People with early sexual experiences may have healthier sex life later - Study

According to the study, people with sexual experiences at an early age are more likely to have better sexual functioning when they grow up.

Couple in bed

A University of Toronto Mississauga study has shown that people with sexual experiences at an early age are more likely to have better sexual functioning when they grow up, and those who are late to these experiences are more likely to eventually face sexual difficulties.

According to the study, people with sexual experiences at an early age are more likely to have better sexual functioning when they grow up, and those who are late to these experiences are more likely to eventually face sexual difficulties.

Diana Peragine, a doctoral candidate in psychology at the University of Toronto along with her colleague researchers detailed their findings in the study “The Risks and Benefits of Being ‘Early to Bed’: Toward a Broader Understanding of Age at Sexual Debut and Sexual Health in Adulthood” in the Journal of Sexual Medicine.

As many as 3,139 adults participated in this study and the researchers questioned about when they had their first sexual intercourse, sexual contact, sexual stimulation or orgasm. They were also asked if they had any sexual difficulties with orgasm, desire, arousal and sexual satisfaction in the last 4 weeks.
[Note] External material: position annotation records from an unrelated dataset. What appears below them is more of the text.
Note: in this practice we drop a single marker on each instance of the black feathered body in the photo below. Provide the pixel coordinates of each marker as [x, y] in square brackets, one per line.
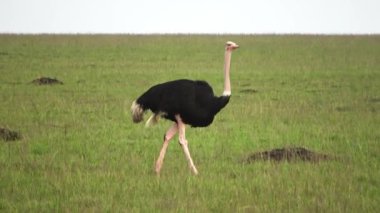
[194, 101]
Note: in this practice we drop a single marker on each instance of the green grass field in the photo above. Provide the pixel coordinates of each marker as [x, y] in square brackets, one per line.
[80, 151]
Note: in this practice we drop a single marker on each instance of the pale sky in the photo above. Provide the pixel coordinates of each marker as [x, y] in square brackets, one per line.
[192, 16]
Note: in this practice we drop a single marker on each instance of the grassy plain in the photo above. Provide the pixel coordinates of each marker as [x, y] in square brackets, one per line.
[81, 152]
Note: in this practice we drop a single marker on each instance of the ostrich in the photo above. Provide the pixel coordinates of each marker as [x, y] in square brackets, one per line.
[183, 102]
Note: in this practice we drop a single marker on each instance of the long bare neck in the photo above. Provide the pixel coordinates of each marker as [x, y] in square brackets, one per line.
[227, 65]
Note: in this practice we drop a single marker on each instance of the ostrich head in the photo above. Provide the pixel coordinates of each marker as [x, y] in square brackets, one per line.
[231, 45]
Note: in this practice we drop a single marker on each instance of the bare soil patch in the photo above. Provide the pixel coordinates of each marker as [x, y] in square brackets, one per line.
[46, 81]
[9, 135]
[287, 154]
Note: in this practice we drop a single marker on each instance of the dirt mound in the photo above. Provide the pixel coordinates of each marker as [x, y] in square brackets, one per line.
[287, 154]
[46, 81]
[9, 135]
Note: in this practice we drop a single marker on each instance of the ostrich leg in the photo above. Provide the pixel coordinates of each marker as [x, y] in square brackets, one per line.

“Those with an earlier sexual debut had fewer sexual difficulties in many of these domains, and therefore healthier sexual function(ing),” Peragine said.

There can be various markers for it being “early” like before marriage or before adolescence but for this study the average age for sexual intercourse among the study’s participants was 17.

Adolescents are repeatedly told that they should abstain from any kind of sexual activity and that this is not the “right time” but this is the time when their hormones force them to explore this side of human nature. Instead of forbidding them from this, they should be taught how to embrace this in a safe and healthy way.

“Abstinence-only education stresses that no sexuality is healthy sexuality for adolescents. Our findings not only contradict this view but (indicates) that efforts to delay sexual activity may carry a risk themselves.

Peragine added that abstinence-only education might even be detrimental to young people’s sexual health in the long run – at least with respect to the functional and healthy sex.